La solución jurídica a estas situaciones, no puede encontrarse, a mi juicio, en la modificación o extinción del derecho de uso judicialmente atribuido a los hijos y al progenitor custodio.

En primer lugar, ha de tenerse en cuenta que el verdadero titular del derecho de uso son los hijos menores, destinatarios directos de tal asignación, y no el progenitor en bajo cuya guarda quedan, a quien se atribuye el derecho indirectamente, per relationem, como consecuencia de encomendarle la custodia. El fundamento de la norma contenida en el párr. 1º del art. 96 CC es la protección del interés de los hijos en disponer de una vivienda para satisfacer sus necesidades habitacionales en el mismo entorno donde han desarrollado su vida antes de la ruptura de pareja de sus progenitores. La convivencia marital sobrevenida del progenitor custodio con un tercero en la vivienda familiar no modifica, altera ni hace desaparecer en modo alguno las necesidades habitacionales de los hijos, que continúan siendo idénticas a las del momento de adopción de la medida de atribución del uso, por sentencia o convenio, ya que tales necesidades son independientes y completamente ajenas a los avatares sentimentales del progenitor custodio y a la decisión de éste de compartir o no la vivienda familiar con su nuevo consorte o pareja estable haciendo vida marital.

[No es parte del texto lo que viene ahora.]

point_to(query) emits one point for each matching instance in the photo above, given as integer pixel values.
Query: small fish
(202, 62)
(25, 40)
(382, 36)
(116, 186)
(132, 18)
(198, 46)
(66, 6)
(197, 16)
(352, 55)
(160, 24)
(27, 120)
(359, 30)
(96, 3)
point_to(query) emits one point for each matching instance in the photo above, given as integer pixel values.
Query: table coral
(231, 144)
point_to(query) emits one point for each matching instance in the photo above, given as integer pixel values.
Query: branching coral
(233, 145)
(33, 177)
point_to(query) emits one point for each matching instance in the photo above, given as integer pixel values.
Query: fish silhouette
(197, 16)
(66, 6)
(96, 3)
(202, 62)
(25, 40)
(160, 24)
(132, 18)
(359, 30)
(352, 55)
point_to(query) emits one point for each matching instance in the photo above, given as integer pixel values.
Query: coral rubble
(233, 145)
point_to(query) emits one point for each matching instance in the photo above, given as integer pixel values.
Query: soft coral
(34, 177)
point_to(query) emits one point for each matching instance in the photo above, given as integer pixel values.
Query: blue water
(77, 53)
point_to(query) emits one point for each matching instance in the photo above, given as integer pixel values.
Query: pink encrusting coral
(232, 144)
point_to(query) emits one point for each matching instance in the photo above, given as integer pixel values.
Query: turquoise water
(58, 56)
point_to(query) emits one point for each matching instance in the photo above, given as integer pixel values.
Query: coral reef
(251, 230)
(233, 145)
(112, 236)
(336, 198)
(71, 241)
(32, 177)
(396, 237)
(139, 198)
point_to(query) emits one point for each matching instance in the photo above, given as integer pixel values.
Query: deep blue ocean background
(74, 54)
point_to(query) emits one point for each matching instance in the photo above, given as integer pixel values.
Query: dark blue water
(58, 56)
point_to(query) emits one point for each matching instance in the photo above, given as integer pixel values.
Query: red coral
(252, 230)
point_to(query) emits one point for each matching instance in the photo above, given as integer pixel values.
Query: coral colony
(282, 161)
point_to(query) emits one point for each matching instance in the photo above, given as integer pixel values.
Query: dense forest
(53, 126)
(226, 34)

El interés de los hijos subsiste plenamente y quedaría desprotegido, y al albur del éxito o fracaso de las relaciones de pareja del custodio, en caso de admitirse, como causa de extinción del derecho de uso, la convivencia marital en la vivienda de un tercero, pues el derecho de los menores a ocupar la vivienda familiar podría perderse definitiva e irremediablemente por el solo hecho de establecer el custodio una relación estable de pareja, que después puede fracasar, sin posibilidad de recuperar entonces aquel derecho, el cual permanecería siempre a expensas de que la consolidación de una relación de convivencia de pareja del cónyuge custodio pueda suponer su extinción.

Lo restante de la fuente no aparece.